Golf coaches, like anything else in golf, are a very personal thing and finding one that’s the right fit ultimately comes down to a few key factors. In this episode of Golf IQ, Luke Kerr Dineen and I share what you should look for in a coach and some advice that will help you maximize your results while working with an instructor.
You can listen—and subscribe—here, or keep scrolling below...
1. Don't be afraid of asking questions
In order to have big breakthroughs on the lesson tee, you have to first understand what your coach is saying. This is an equal responsibility between you and your instructor. Most golf coaches are able to change the way they approach explaining the swing and breaking down key areas of the game, but they can’t do that unless you communicate what you need first.
We recommend figuring out your preferred learning style and letting the coach know that so they can tailor lessons to you.
This can also be a preference in where you like to learn. If you’re someone that will benefit more from a playing lesson than an hour-long session on the range, let your coach know.
And if something is working, be sure to mention that. And if something isn’t clicking, you should feel comfortable speaking up.
“You don’t want to leave them guessing about what’s the best way for you to communicate,” Kerr-Dineen says.
2. Ask about their teaching philosophy
Different instructors teach different swing philosophies. Whether it’s swing technique itself, or how they approach swing changes in general, most coaches will let you know what school of thought they like to use right off the bat. Having a quick look at their website, social media or even a consultation over the phone can help you figure out their philosophy and see if it meshes well with your game.
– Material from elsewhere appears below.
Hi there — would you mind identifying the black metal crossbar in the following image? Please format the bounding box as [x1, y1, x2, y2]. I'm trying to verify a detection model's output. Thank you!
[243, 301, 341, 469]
3. Some coaches are specialists
While most coaches can teach just about every aspect of the game, you’ll find that some have an area that they have mastered completely—and working with a specialist can really take your game to the next level if you know the weak points in your game.
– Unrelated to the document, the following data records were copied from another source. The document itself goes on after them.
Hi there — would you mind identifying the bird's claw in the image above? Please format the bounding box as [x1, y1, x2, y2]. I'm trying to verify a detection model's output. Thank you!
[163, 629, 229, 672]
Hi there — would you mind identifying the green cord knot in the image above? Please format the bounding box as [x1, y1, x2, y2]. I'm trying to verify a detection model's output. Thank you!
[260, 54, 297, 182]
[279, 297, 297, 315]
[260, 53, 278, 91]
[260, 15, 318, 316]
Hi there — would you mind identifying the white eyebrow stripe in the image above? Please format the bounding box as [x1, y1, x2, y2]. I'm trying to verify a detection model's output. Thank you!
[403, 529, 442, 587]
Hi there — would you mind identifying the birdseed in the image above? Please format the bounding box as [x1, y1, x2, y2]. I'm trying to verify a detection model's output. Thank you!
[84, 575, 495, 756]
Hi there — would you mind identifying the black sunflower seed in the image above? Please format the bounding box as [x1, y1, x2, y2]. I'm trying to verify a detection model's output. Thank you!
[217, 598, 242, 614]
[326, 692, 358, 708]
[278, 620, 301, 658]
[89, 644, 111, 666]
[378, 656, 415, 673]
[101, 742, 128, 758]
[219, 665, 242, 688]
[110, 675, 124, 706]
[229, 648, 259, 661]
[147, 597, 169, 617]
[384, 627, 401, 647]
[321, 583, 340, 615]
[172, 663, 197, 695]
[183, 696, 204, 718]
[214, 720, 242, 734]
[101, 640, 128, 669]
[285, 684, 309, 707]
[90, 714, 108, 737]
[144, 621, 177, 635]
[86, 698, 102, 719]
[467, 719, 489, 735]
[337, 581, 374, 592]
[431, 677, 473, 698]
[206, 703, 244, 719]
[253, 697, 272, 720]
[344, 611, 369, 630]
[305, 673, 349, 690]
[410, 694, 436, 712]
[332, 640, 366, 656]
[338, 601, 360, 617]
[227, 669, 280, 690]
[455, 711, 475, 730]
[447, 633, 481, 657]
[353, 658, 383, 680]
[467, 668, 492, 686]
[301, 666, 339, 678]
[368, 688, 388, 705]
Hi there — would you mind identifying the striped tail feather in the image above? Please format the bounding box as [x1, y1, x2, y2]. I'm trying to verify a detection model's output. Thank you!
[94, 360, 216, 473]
“I think that specialization is key, especially if you’re a better player,” Kerr-Dineen says.
Whether you’re looking for someone that specializes in short game, power or even teaching beginners, there’s a coach for everyone.
RELATED: Check out all the best coaches on Golf Digest Schools right here!
4. Pick your price point
This point is simple, but worth mentioning. Figure out what you’re willing to spend before you contact coaches and find someone in your budget.
Most players assume this is just based on the face value, but sometimes a coach you work with once every two months is going to help you more than one you work with every other week. Listing out what you’re looking for can help you understand what you value out of an instructor, and ensure that you’re getting your money’s worth.
5. It’s not uncommon to outgrow your coach
A lot of golfers think you have to pick a coach and stick with them, but that’s not always the case. Sometimes you find a teacher that works for you as a beginner, but as you improve you can feel your game start to plateau. That’s something that a lot of players experience and whether you just need a new perspective or a specialist, it’s not uncommon for golfers to switch coaches after a few years.
It’s normal to feel guilty switching, but if you’re upfront and honest with your instructor they’ll understand and may even be able to help you find your next coach.